If the student is interested, there will also be scope within the project for developing more powerful computational modelling methods for describing complex systems at a quantum mechanical level, based on quantum embedding. This development work would be done alongside other members of the group.

This project will suit a student with an interest in computational modelling and/or materials for quantum technology, and a background in physics, chemistry, materials science, or related disciplines. An interest in code development, especially for materials modelling software, would be beneficial, but not necessary.

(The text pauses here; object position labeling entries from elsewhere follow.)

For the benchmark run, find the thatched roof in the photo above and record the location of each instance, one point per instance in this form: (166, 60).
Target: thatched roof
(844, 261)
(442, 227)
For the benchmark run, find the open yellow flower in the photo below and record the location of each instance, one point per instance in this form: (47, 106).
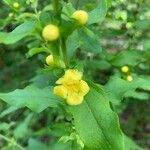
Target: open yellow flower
(125, 69)
(71, 87)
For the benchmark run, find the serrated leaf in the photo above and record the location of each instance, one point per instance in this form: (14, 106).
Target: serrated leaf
(130, 144)
(18, 33)
(32, 97)
(95, 122)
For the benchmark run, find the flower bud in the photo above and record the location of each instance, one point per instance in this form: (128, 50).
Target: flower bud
(50, 32)
(81, 16)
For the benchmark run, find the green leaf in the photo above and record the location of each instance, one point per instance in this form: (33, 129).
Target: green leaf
(32, 97)
(36, 50)
(18, 33)
(22, 130)
(95, 122)
(98, 15)
(89, 41)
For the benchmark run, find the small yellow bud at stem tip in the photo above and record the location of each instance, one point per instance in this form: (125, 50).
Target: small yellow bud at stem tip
(81, 16)
(50, 32)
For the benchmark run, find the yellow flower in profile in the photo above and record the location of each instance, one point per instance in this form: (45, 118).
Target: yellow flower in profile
(49, 60)
(129, 78)
(16, 5)
(125, 69)
(71, 87)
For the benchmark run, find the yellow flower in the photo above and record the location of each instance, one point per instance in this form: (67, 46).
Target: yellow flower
(125, 69)
(50, 32)
(16, 5)
(71, 87)
(81, 16)
(11, 14)
(49, 60)
(129, 78)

Understanding the influence of extended defects and surfaces on defects for quantum technology applications with first principles modelling

The success and widespread use of the next generation of quantum technology will fundamentally depend on the materials used to make them. In particular, the way these materials interact with light drives many quantum technology applications, from quantum computing to sensing to communications. As these technologies move towards commercialisation, it is vital that the most relevant properties are preserved as the materials leave the laboratory and enter the real world, where a multitude of external factors will have an influence. One of these is the presence of crystalline defects, including extended defects such as dislocations; another is the influence of interfaces, as these defects are often fabricated close to the surface.

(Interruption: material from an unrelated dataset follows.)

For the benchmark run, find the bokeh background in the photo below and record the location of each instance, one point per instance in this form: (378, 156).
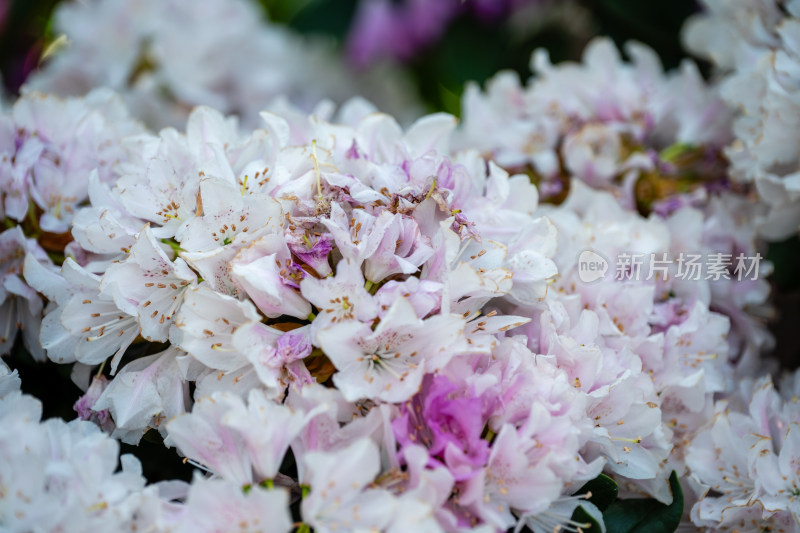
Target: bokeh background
(480, 39)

Disentangling and controlling the individual influence of these factors on the relevant light-matter interactions experimentally can be difficult. A compelling alternative is therefore to simulate the interaction of light with these materials from first principles (i.e., directly from the equations of quantum mechanics). In simulations, we can control these external factors much more easily, getting a better understanding of the physics in play. For these complex systems, however, gaining this computational insight can require simulating several thousand atoms to high levels of accuracy, which is challenging with existing computational methods.

In this PhD project, we will make use of cutting edge computational methods, including linear-scaling time-dependent density functional theory (LS-TDDFT), quantum embedding, and machine learning potentials, to drive a step-change in the understanding of these environmental effects. The project will focus on a particular class of materials for quantum technology – that of colour centres in crystalline semiconductors, the most well-known being the nitrogen-vacancy centre in diamond – and consider the influence of extended defects and surface effects on the excited state properties of the system. The project will aim to explore several different contenders for quantum technology applications, providing insight into the fundamental physics of these systems, their robustness against these environmental influences, and how best to fabricate them. An important aspect of this work will be comparing results and predictions against experimental data where available; there will also be the opportunity to collaborate with world-leading experimental groups in this area.

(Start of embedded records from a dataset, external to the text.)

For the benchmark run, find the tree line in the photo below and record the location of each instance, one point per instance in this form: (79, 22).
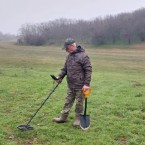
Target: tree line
(121, 28)
(7, 37)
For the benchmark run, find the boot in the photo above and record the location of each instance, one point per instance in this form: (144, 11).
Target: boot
(61, 119)
(77, 121)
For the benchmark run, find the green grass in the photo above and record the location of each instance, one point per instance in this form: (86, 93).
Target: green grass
(116, 105)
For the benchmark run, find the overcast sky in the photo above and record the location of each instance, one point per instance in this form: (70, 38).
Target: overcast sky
(15, 13)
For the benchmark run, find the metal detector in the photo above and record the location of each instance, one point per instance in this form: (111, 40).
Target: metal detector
(85, 119)
(26, 126)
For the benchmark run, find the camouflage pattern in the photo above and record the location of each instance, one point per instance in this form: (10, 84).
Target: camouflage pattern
(77, 68)
(73, 95)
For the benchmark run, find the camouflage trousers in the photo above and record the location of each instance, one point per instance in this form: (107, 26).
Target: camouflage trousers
(72, 96)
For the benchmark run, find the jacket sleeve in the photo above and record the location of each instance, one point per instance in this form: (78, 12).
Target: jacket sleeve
(87, 68)
(63, 71)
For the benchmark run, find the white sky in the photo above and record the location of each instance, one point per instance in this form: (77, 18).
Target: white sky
(15, 13)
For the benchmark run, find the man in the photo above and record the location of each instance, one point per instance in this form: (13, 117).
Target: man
(78, 70)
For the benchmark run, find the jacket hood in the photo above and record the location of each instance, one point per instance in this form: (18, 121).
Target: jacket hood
(79, 49)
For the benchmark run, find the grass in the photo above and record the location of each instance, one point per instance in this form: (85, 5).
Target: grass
(116, 105)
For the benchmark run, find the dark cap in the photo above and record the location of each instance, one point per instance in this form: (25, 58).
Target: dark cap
(68, 41)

If the student is interested, there will also be scope within the project for developing more powerful computational modelling methods for describing complex systems at a quantum mechanical level, based on quantum embedding. This development work would be done alongside other members of the group.

This project will suit a student with an interest in computational modelling and/or materials for quantum technology, and a background in physics, chemistry, materials science, or related disciplines. An interest in code development, especially for materials modelling software, would be beneficial, but not necessary.